Seit rund zwei Monaten herrscht ein neuer Ausnahmezustand in der Region Kaschmir. Wie in diesem Artikel zum Thema bereits vorhergesagt wurde, nahm das öffentliche Interesse an der Situation im Krisenherd nach einigen Schlagzeilen massiv ab. Nicht nur aus diesem Grund ist ein weiterer Blick auf den Konflikt notwendig. Von Emran Feroz.
“Was ist eigentlich in Kaschmir los?” Der erste Versuch, diese Frage zu beantworten, lässt sich in diesem Artikel lesen, zumindest auf lokaler Ebene. Aus diesem Grund wird im Folgenden auch nicht abermals auf alle Einzelheiten, die zur aktuellen Eskalation beigetragen haben, eingegangen. Folgendes sollte allerdings weiterhin klar sein: Im indischen Teil der Region Kaschmir (konkret Jammu, Kaschmir und Ladakh) findet durch die rechtsextreme Regierung Narendra Modis eine massive Entrechtung statt, deren Konsequenzen nicht nur die regionale, sondern auch die globale Politik beeinflussen könnten.
Dies wurde vor wenigen Tagen abermals deutlich, als der pakistanische Premierminister Imran Khan vor der UN-Generalversammlung in New York eine feurige Rede hielt, in der er sich mit den Menschen in Kaschmir solidarisierte. Währenddessen verlor sein indischer Amtskollege Narendra Modi kein Wort über jenen Konflikt, den er gegenwärtig eskalieren lässt. Khan warnte nicht nur vor einem möglichen Blutbad, sondern betonte in emotionaler Manier auch, dass ein bewaffneter Widerstand der Menschen in Kaschmir nachvollziehbar sei und er auf dieselbe Art und Weise reagieren würde, wenn er sich in ebenjener Situation befinden würde.

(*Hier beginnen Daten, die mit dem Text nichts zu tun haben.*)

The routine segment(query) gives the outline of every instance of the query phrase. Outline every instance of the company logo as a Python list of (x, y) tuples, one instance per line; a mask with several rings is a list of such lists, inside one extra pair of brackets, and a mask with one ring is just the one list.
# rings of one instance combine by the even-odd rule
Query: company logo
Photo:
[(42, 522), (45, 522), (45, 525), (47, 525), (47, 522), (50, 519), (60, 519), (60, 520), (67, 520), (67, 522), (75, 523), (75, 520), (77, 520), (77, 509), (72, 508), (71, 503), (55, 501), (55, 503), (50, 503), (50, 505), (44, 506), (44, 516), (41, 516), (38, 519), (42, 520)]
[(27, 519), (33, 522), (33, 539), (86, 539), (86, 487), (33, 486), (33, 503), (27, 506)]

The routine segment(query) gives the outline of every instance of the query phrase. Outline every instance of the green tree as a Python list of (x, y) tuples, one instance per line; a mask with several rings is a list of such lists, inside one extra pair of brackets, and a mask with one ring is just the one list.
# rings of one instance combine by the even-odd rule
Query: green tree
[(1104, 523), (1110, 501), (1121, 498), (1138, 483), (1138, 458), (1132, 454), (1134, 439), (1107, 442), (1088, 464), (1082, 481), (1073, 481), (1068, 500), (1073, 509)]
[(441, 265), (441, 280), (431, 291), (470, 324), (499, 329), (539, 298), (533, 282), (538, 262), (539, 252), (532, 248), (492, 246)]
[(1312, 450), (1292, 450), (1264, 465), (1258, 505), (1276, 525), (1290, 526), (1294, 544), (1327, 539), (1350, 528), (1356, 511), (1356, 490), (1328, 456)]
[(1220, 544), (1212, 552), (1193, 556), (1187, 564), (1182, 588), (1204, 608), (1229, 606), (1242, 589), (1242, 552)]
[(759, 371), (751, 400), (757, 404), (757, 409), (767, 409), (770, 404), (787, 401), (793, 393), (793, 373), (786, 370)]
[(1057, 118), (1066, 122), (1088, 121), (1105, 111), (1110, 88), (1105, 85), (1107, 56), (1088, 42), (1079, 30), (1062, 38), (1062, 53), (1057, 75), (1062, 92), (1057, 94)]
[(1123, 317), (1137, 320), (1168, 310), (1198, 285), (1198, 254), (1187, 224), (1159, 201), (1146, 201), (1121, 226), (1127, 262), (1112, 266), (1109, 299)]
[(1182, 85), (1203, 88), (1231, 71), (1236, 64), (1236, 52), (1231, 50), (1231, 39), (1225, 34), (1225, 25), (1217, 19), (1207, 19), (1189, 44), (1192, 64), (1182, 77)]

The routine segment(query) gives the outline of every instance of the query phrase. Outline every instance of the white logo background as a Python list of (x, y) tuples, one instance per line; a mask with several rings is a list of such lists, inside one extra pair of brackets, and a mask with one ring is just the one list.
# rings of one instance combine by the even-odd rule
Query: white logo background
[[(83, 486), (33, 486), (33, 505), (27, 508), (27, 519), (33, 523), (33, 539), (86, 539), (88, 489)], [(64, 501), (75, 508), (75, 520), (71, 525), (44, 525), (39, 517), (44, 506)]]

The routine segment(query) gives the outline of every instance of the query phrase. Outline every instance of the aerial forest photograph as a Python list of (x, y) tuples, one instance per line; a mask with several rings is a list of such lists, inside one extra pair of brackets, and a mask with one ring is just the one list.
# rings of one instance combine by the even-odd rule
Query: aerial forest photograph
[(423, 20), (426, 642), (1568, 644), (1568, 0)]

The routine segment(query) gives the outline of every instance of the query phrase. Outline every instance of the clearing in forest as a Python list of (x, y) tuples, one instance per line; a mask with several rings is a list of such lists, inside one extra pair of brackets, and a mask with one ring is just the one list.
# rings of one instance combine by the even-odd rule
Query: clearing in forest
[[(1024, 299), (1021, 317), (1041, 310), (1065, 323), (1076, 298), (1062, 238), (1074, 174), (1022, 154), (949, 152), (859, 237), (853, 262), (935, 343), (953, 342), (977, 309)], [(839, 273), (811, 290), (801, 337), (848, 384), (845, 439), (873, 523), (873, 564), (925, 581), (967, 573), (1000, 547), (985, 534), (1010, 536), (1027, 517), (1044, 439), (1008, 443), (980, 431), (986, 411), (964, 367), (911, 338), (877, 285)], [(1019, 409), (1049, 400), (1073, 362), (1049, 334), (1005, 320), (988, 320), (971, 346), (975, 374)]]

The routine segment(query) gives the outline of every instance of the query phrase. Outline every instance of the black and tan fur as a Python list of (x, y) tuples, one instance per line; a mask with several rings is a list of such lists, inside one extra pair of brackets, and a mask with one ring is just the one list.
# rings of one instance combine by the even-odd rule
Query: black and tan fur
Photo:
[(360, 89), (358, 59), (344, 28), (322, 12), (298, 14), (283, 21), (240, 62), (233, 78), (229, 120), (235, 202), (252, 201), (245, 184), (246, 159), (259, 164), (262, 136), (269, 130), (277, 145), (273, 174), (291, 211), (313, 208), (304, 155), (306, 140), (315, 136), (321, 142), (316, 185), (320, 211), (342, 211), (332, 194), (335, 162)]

Imran Khan, einst Playboy und Cricket-Star, ist ein charismatischer Mann. Seine Rede kam auf der Weltbühne, allen voran bei mehrheitlich muslimischen Staaten, gut an. Hinzu kommt, dass Khan bereits seit Beginn der Kaschmir-Eskalation im August als Stimme der Vernunft erschien – zumindest neben dem lauten, aggressiven Modi. Doch ganz so einfach ist die Situation dann doch nicht, was die Konstellation regionaler und globaler Verbündeter Indiens und Pakistans deutlich macht.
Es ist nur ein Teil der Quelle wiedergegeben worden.